I grabbed a broom and smacked at the window, hoping that would scare the snake back outside. It worked the opposite way. The snake’s slow slither through the opening turned into a swift swish all the way inside, dropping with a thud on the floor. Yikes! Now I had a snake in my house. I was not going to leave it. If I lost track of it, I knew I would never sleep again with a snake somewhere inside, especially one that had shown a proclivity for climbing. I could just imagine it wound around the posts at the head of my iron bed while I slept.
Luckily the boys were home that day. They ran to get the things I called for while I kept an eye on the unwelcome visitor. Together we did our best to scare that snake out the door with brooms and mops and anything else we could find. It kept curling into a ball or hiding under a chair. At one point, the thought crossed my mind to try sucking it up in the vacuum—at least the hose would be a perfect fit!
I came to my senses before that thought became a spoken idea, and told them to bring a box. Lucas found one and put the box on the floor, open side toward the snake, while I swept it with the broom. Every time it neared the box, it flattened itself and slid underneath it instead of going inside. We tried several times, but finally my nerves were shot. I was through trying to be nice to this one of God’s creatures.
Once more I sent the boys on an errand. When they returned, I stood on a chair, loaded the proffered .22 pistol with rat shot so I wouldn’t blow a hole in either the floor or the wall (normally I use a shotgun with a much heavier load) and shot that snake where he lay. I gave him his chance and he blew it. He was not going to use my house as his own private playground.
All that for a literal snake, while we had voluntarily let loose an electronic snake in our home. When we chose to go to the expense of installing that other kind of snake, it was with a purpose—we were seldom able to watch our teams play; this was the only way and the cheapest in the long run. But our boys knew that it was not there for indiscriminate watching. More than once we uttered that mean word, “No.” More than once we turned it off and said, “Never again,” for a particular show. We even limited their hours of “good” show time. We did not want to be responsible for creating illiterate, overweight, glassy-eyed couch potatoes.

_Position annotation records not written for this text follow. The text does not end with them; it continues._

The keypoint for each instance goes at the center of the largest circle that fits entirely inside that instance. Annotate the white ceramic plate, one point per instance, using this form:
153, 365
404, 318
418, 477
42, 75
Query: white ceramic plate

The first professional television drama began on September 11, 1928, “The Queen’s Messenger,” and broadcast television has come a long way from those innocent days. Calling it a snake is an apt metaphor, especially when you remember the first appearance of a snake in the Bible.
Not everyone is careful with that snake in their homes. Not only do they let it sit in the corner unmonitored, but many even let it baby-sit their children. It feeds their minds and their hearts for hours every day. It teaches them that sin is acceptable, and that anyone who thinks otherwise is either hateful or crazy. It inures them to foul language and crude comments. It teaches children—and adults--to take pleasure watching the sins of others, to admire those sinners and want to emulate them, right down to the clothes they wear. It tells them that nothing is sacred, except the right to do anything they please without censure.
Some people do keep snakes as pets, but they learn how to handle them, and know better than to let them loose unattended. If you are going to keep an electronic snake in your home, remember to keep a close eye on it, and never let it teach your children. Abdicating your responsibility as parents is aiding and abetting the enemy.
For I have told [Eli] that I will judge his house forever, for the iniquity which he knew, because his sons did bring a curse upon themselves, and he restrained them not, 1 Sam 3:13.